Here, the issue of the organization of the working space, life in the conditions of the Holodomor, and the specifics of the transition of potters from home manucacturing to artisanal production in the village of Opishnia are highlighted. The chapter illustrates the influence of communist propaganda on the vorldview of potters, compares the specifics of work in a special artel of people with disabilities with other industrial associations. A separate section explains the issue of potters' education and the organization of the learning space.The fourth chapter is devoted to the life of Eastern workers in the Third Reich. It gives the typological characteristics of forcibly deported workers, provides an analysis of the all-German bodies that were engaged in the organization and control of the daily work of eastern workers. The chapter describes the strategies of the workers' behavior and their perception of their own daily working life, analyzes the specifics of the organization of food, clothing and footwear. A separate section offers a description of the social identity of ostarbeiters, fundamentally changed as a result of forced deportation. The block on the emotional and sensory background of the daily life of eastern workers analyzes the interpretation and manifestations of friendship, love, hatred and envy, condemnation of the behavior of colleagues (prostitution, eavesdropping, denunciations, theft, etc.). Significant for the understanding of everyday life is the part that illustrates the obstacles and inconveniences of being in the Reich due to the language barrier and the creation of patterns of everyday communication.
The fifth chapter provides a study of the everyday life of Soviet educators through the prism of audiovisual sources of the day. It analyzes the representation of educators in the Soviet poster of the 1950s-1980s, takes into account the system of verbal and non-verbal semiotic signs, social (everyday) and aesthetic components of works of art.

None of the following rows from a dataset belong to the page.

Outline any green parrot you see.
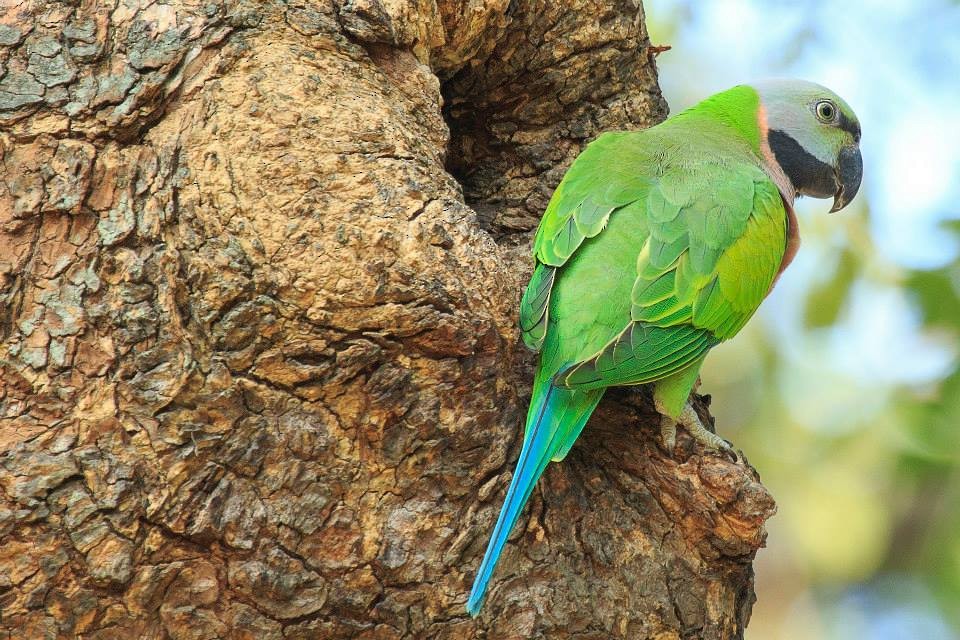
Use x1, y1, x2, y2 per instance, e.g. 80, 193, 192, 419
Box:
467, 80, 863, 616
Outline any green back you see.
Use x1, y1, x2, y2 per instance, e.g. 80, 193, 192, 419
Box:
521, 87, 787, 388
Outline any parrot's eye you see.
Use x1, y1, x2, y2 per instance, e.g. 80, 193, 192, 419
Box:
817, 100, 837, 122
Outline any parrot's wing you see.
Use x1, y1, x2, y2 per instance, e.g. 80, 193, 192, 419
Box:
554, 164, 788, 389
520, 132, 651, 351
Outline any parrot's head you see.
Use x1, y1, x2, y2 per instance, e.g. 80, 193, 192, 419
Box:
754, 80, 863, 213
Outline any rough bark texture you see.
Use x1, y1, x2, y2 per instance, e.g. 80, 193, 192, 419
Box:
0, 0, 773, 640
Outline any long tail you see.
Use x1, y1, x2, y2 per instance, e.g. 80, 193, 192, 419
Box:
467, 373, 604, 616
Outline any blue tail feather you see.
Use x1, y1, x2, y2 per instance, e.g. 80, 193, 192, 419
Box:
467, 376, 603, 616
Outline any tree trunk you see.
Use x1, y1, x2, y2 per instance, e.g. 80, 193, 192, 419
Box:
0, 0, 774, 640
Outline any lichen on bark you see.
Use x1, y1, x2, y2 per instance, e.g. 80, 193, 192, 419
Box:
0, 0, 773, 640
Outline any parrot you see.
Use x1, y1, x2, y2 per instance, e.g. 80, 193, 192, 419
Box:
466, 79, 863, 617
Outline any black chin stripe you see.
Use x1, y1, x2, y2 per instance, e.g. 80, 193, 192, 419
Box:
767, 129, 837, 198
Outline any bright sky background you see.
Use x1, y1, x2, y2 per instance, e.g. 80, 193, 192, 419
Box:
644, 0, 960, 640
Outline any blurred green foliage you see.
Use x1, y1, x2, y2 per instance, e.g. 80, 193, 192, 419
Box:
644, 0, 960, 640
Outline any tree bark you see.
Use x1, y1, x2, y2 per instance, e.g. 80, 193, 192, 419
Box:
0, 0, 774, 640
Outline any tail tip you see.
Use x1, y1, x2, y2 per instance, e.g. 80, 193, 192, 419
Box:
467, 593, 484, 618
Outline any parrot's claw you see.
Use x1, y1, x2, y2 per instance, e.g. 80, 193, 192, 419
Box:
658, 403, 740, 462
680, 403, 740, 462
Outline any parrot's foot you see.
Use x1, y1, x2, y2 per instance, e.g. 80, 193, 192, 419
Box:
660, 416, 677, 453
657, 402, 740, 462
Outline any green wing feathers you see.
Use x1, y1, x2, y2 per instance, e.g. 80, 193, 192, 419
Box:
520, 264, 557, 351
554, 160, 787, 390
533, 132, 647, 267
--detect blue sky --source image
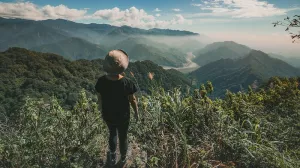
[0,0,300,55]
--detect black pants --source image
[106,122,129,159]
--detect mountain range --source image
[0,18,202,67]
[0,48,191,116]
[189,50,300,97]
[193,41,252,66]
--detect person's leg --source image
[117,122,129,160]
[107,123,117,163]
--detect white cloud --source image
[191,0,300,18]
[0,2,87,20]
[172,8,181,12]
[0,1,192,28]
[191,4,203,7]
[154,8,161,12]
[89,7,192,28]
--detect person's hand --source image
[134,113,139,122]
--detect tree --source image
[273,15,300,43]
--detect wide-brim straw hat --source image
[103,49,129,75]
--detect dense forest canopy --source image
[0,48,191,118]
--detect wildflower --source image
[130,71,134,77]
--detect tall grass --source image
[0,77,300,168]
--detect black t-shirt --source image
[95,76,137,124]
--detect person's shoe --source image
[105,152,116,167]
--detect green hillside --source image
[113,37,186,67]
[193,41,251,66]
[31,37,108,60]
[0,48,189,117]
[190,50,300,96]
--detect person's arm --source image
[97,93,102,111]
[129,94,139,121]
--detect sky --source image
[0,0,300,57]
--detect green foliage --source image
[0,91,106,167]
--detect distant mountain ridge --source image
[190,50,300,96]
[0,48,191,115]
[0,18,200,67]
[31,37,108,60]
[194,41,252,66]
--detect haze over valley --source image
[0,0,300,168]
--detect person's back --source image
[95,75,137,125]
[95,50,138,165]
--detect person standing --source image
[95,49,139,166]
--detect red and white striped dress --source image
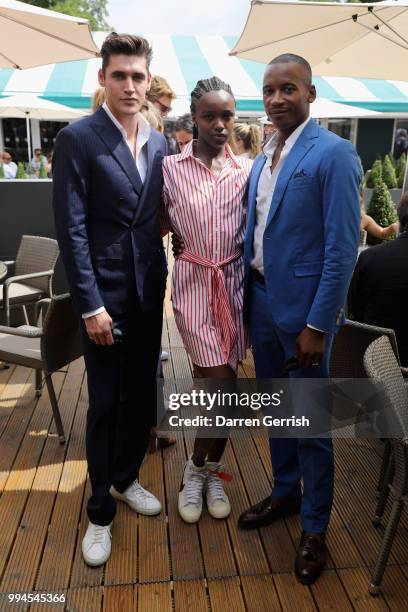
[163,143,252,370]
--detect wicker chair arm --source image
[0,325,43,338]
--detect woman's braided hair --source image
[190,77,235,113]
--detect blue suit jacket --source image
[53,108,167,315]
[244,120,361,333]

A separate subsection examines the visual representation of the solution to the “women’s question” on the Soviet educational poster. The author’s debatable characterization of the image of the teacher in the cinematography of the “thaw” era is also offered here.The sixth chapter offers an example of intercultural communication research at the everyday level of the life of an average individual. The memoirs of the ostarbaiter Maya Savchenko were taken as a basis, which made it possible to highlight several cultural traditions that influenced the everyday life of the author, forming her private cultural space.
We are convinced that this research will be useful not only to professional scientists who are interested in the topic of everyday life in a totalitarian society or to students who understand these issues within the framework of university educational programs, but also to a wide range of readers who are interested in the topic of the past through historical films. The relevance of this book is also high due to the fact that it debunks many myths that are being imposed on Ukrainians and globaly by Russians in the course of the formation of the ideology of the “Russian world”, a component of which is the veneration of totalitarian values as the values of the “golden past” of the USSR.